Danny DeVito & Jay Parker of "The Comedian," Courtesy of Jay Parker
Ben's Best 1980s staff photo with Jay Parker, 2nd from left
Ben's Best in late 1980s Vlasic pickles commercial, Courtesy of Jay Parker
Ben’s Best occasionally becomes a production set and is featured in written works. “The Comedian,” a Sony Pictures Classics film starring Robert De Niro, Danny DeVito, and Leslie Mann, had a wide release in theaters on February 3, 2017, and Ben’s Best was featured in four scenes, with Parker cast as counterman. It was featured in this columnist’s book “Legendary Locals of Forest Hills and Rego Park” and on The Food Network’s “Diners, Drive-Ins and Dives” in “From Crepes to Kreplach” (season 11, episode 9). The deli also appeared in “Deli Man,” a documentary which chronicles cross-country deli owners. 

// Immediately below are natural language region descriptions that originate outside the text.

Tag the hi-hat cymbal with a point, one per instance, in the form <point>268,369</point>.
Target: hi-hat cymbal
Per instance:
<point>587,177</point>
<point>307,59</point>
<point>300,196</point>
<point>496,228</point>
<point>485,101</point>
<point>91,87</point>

Numerous patrons among deli fans immediately conveyed much support for Ben’s Best and shared memories and their hopes. Scott Aronofsky explained “What set Ben's Best apart from the other less memorable old school kosher delis in Queens is that everything was made the old-fashioned way, from recipes handed down and taught to Jay by his father. Nothing was frozen or canned. Even if Ben's is saved, and I hope so, there's a certain skill set for making chicken in the pot, Hungarian goulash, kreplach, mushroom barley soup, stuffed cabbage, and of course pastrami the old-school way. It takes just one spice added the wrong way, and it won't be Ben's.”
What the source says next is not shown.